In a review I wrote a while back about a beautiful Samsung 55 inch TV, I took a moment out to whinge about its default ‘Sharpness’ setting for the picture. Out of the box, most of the settings produced a quite nice quality picture, except that it is all undone by the default ‘Sharpness’ control.
So what does a sharpness control do? And why was it wrecking the picture of this TV?
This control does pretty much what its name suggests: it makes the picture look sharper than it actually is. Hard edges on objects on the screen stand out more, as though the camera were more closely focused, or the picture was of higher resolution than it is.
But all this is a mere impression, and comes at considerable cost in picture quality. ‘Sharpness’ controls increase the sense of sharpness by increasing the contrast at those hard edges. This is best shown with pictures. Here we have a test pattern from the Digital Video Essentials Blu-ray test disk:
As you can see, it consists of sharply etched white and black elements on a mid-grey background (the picture didn’t scale down very cleanly, so the detail isn’t as clear as it might be). I photographed this pattern on the Samsung TV with its default picture settings. Here is the circle at the centre of the picture, photographed with the default ‘Sharpness’ setting of 50, on a scale of 0 to 100.
Notice how the black text and lines all have this light grey, almost white-seeming, halo around them?
Now, let’s turn down the setting to 0:
As you can see, all those lines and text are now smooth and full, and free of those halos.
The picture from the Blu-ray test disc is a full 1,920 by 1,080 pixels. It needs no sharpening. All that the alleged sharpening process does is distort it. On actual video material, those halos give the picture and edgy, harsh look and frequently obscure actual detail.

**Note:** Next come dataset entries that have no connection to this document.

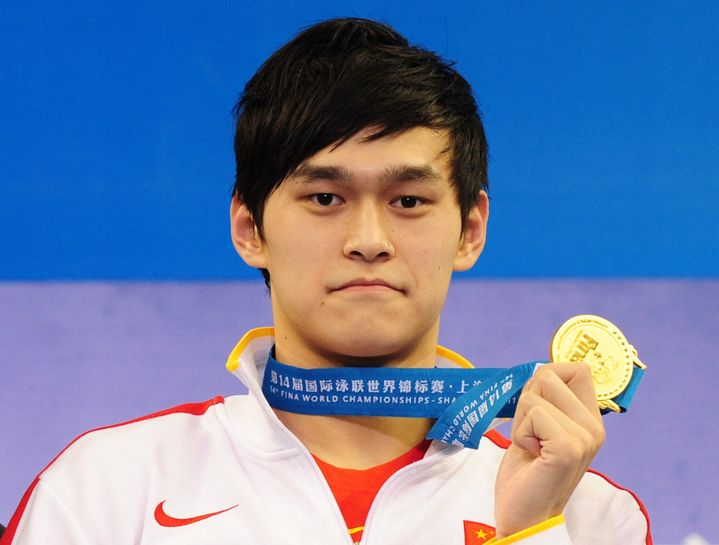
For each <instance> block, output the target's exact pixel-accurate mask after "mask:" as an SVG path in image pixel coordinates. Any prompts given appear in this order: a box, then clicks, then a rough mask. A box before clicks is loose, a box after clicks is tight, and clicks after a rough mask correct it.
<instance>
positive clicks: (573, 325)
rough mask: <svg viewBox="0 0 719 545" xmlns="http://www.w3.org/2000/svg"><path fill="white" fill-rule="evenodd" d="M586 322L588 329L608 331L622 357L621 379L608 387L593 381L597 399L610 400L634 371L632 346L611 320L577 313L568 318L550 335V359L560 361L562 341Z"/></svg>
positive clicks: (627, 379)
mask: <svg viewBox="0 0 719 545" xmlns="http://www.w3.org/2000/svg"><path fill="white" fill-rule="evenodd" d="M588 324H589V326H588V329H590V330H591V329H592V328H595V329H596V328H598V329H600V330H602V331H604V332H606V333H608V334H609V336H610V337H611V338H612V340H613V341H614V342H615V343H616V348H617V351H618V352H619V353H620V355H621V357H622V360H621V361H623V365H624V368H623V371H624V372H623V377H622V380H621V381H616V383H615V384H614V385H613V386H611V387H610V388H606V387H602V386H601V385H598V384H597V383H596V381H593V382H594V389H595V391H596V396H597V401H607V400H611V399H613V398H615V397H617V396H618V395H619V394H621V393H622V392H623V391H624V390H625V389H626V388H627V386H629V383H630V382H631V379H632V374H633V373H634V359H635V354H634V347H633V346H632V345H631V344H629V341H627V338H626V337H625V336H624V334H623V333H622V332H621V330H620V329H619V328H618V327H617V326H616V325H615V324H613V323H612V322H611V321H609V320H607V319H606V318H602V317H601V316H597V315H595V314H579V315H577V316H573V317H572V318H569V319H568V320H566V321H565V322H564V323H563V324H562V325H561V326H559V328H557V331H555V332H554V335H553V336H552V341H551V343H550V359H551V360H552V361H560V360H561V353H560V349H561V346H562V341H563V340H564V339H565V338H566V336H567V335H568V334H569V333H570V332H571V331H572V330H574V329H576V328H577V327H580V326H585V327H587V325H588Z"/></svg>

I’m picking on Samsung here, but only because it was a Samsung TV on my test bench right when I was writing this. Many other brands also have the Sharpness kicked up by default, and they all do an equally poor job.
Some things to note. First, if you are finding the picture painfully soft and fuzzy to the point of discomfort, then of course feel free to use the Sharpness control to see if it can add just a bit of an edge. For example, an intermediate setting (ie: 25) on this TV looks like this:
There is a noticable boost in sharpness with this setting, and if you look carefully you can only just see light halos around the material. It is distorted, but with some content a small amount of distortion may be preferable to give a subjectively better sense with particular material. I’m a purist with my watching, in large part because that’s my job. But your system is, after all, for home entertainment, not home conformance-to-some-ideal.

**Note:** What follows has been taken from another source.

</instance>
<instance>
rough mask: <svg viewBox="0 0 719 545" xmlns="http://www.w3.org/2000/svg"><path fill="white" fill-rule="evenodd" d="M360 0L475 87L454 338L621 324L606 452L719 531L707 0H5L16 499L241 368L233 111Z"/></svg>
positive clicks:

Second, with most TVs the ‘zero’ setting allows the original picture to come through unprocessed. Any positive setting applies the sharpness processing. But some brands actually have the real picture somewhere in the middle of their range, and reducing the setting below that actually softens or defocuses the picture. Just be a little careful that you don’t overdo it.
Third, some TVs and displays have other settings with names like ‘Detail Enhancement’ which do similar things. If your picture seems edgy even with the Sharpness control turned down, explore the ‘Advanced’ picture menu to see if there’s a control like that.
Finally, when you first turn down the sharpness control, the picture may well look soft to your eyes. You will be tempted to wind the control back up again.
Do yourself a favour and just leave this artificial process off for an hour. If it still troubles you, then turn it back up. But it’s likely that you will very soon come to enjoy the increased amount of real detail now made available by the picture, along with its smoother more film-like quality.
To conclude, I should note that in preparing this Web version of this article I was quite unimpressed about the loss of detail when I scaled down the full screen shot shown first above. But this has actually turned into a useful illustration. For comparison, I took the full screen shot with the Sharpness control turned down to 0 — where it belongs — and scaled down that to the same 620 pixels of width. Here it is:
Notice how you can see all the detail missing from the ‘Sharpened’ version above?
[A version of this was published in Sound and Image magazine in 2011].